Wednesday, 20 July 2011
Malice@Doll (2002, Keitaro Motonaga)
There's a subgenre in Eastern animation which consists largely of animated girls being assaulted by demons with phallic tentacles. I mention this as merely an observation, not an approval. Malice@Doll appears to have ideas several stations above this kind of flick, yet also seems to be far too fond of the whole 'tentacle assault' aesthetic to distance itself from the idea completely.
The movie follows Malice, a malfunctioning prostitute robot.. Hell, there must be a neater way of saying that. Prostibot? Robotstitute? Anyway, she's roaming around in a typical post-apocalyptic wasteland. She's leaking fluid from her eyes, and seeking to get it sorted out. See the symbolism? See what they did there? Being a wide-eyed female animated character in a Not-A-Tentacle-Molestation-Film-Honest, she soon gets molested by something with tentacles and rather surprisingly turns into a human being. If only Pinocchio had known it was that easy.
From that point onwards, she wanders around kissing other robots, which turns them into human beings as well. Except it doesn't really, and more often turns them into shambling half-human wrecks. But at least she means well. There are a few more unpleasant bits of business with tentacles here and there, a few discussions on the meaning of humanity and then..
Well, then, on the UK DVD release at least, the damn thing loops, and the DVD is suddenly back at the first scene again. Seeing as there are no opening or closing credits, this appears to be a somewhat underhanded trick to force stoned people or the chronically inattentive to spend the rest of their lives watching Malice@Doll in the misguided belief that it's going to end some day soon.
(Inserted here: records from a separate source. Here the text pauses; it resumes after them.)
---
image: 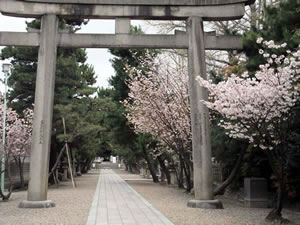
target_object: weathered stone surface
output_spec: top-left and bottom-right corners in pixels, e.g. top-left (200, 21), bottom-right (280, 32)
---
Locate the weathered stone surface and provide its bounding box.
top-left (187, 17), bottom-right (213, 200)
top-left (27, 15), bottom-right (58, 201)
top-left (187, 200), bottom-right (223, 209)
top-left (0, 31), bottom-right (242, 50)
top-left (20, 0), bottom-right (250, 6)
top-left (244, 177), bottom-right (268, 208)
top-left (0, 0), bottom-right (245, 21)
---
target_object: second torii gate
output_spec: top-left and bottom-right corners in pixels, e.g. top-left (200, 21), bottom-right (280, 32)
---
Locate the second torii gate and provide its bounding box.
top-left (0, 0), bottom-right (252, 208)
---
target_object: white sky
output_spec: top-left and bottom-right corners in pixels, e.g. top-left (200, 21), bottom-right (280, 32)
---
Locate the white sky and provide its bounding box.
top-left (0, 14), bottom-right (153, 90)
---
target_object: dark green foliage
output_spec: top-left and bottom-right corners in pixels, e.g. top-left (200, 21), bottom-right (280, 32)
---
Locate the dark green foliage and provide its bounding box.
top-left (0, 20), bottom-right (104, 172)
top-left (243, 0), bottom-right (300, 72)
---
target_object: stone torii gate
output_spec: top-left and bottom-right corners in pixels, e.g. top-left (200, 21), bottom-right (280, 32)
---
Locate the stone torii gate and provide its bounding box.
top-left (0, 0), bottom-right (253, 208)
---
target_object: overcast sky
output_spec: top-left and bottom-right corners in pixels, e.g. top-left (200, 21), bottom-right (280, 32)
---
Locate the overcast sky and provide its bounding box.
top-left (0, 14), bottom-right (152, 90)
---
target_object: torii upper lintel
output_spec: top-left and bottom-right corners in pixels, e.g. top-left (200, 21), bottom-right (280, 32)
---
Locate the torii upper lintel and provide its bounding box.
top-left (0, 0), bottom-right (252, 21)
top-left (22, 0), bottom-right (252, 6)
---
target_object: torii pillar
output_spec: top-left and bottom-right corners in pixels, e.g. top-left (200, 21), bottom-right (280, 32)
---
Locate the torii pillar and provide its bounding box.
top-left (187, 17), bottom-right (223, 209)
top-left (19, 15), bottom-right (58, 208)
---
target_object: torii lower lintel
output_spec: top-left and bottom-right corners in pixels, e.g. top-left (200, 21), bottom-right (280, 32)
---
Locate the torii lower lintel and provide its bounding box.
top-left (0, 32), bottom-right (242, 50)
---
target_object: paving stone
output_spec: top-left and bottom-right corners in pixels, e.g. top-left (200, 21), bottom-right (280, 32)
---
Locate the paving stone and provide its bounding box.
top-left (87, 169), bottom-right (173, 225)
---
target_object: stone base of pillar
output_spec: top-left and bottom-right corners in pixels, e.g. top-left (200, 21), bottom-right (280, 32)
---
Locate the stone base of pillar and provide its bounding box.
top-left (19, 200), bottom-right (55, 209)
top-left (187, 199), bottom-right (224, 209)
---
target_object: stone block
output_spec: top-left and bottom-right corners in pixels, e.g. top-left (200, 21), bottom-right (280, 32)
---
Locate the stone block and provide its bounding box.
top-left (244, 177), bottom-right (268, 208)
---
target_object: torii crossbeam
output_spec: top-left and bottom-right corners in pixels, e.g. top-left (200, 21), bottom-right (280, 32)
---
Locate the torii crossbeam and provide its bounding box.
top-left (0, 0), bottom-right (252, 208)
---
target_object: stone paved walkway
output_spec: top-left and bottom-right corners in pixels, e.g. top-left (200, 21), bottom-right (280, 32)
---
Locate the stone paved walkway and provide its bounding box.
top-left (87, 169), bottom-right (173, 225)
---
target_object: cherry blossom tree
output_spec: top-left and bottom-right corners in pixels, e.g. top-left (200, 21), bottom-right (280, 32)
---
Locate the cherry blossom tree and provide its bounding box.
top-left (197, 38), bottom-right (300, 220)
top-left (0, 104), bottom-right (33, 190)
top-left (123, 53), bottom-right (192, 191)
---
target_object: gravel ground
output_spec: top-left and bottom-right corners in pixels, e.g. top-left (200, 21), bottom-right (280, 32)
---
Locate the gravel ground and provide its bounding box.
top-left (0, 170), bottom-right (99, 225)
top-left (114, 170), bottom-right (300, 225)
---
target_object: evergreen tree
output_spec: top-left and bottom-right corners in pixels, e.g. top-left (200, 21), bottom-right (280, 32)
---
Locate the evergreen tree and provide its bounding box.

The animation's really pretty interesting. It's CGI, but designed to look like stop-motion puppet theatre. Although this might sound a bit like a sports car disguising itself as a Skoda, the trick works rather well, and the flick certainly has a unique atmosphere. The virtual sets are pleasingly clanky and oppressive, and there are a few quite remarkable visuals. Despite all this good stuff, however, I really can't see myself recommending it to anybody as anything other than an interesting oddity and a missed opportunity. For all the artistry involved, it still feels pretty grubby.
At the end of the day, you should probably leave Malice@Doll on the shelf unless you're a fanatical animation fan.
Or, of course, an octopus with deeply questionable attitutes towards women.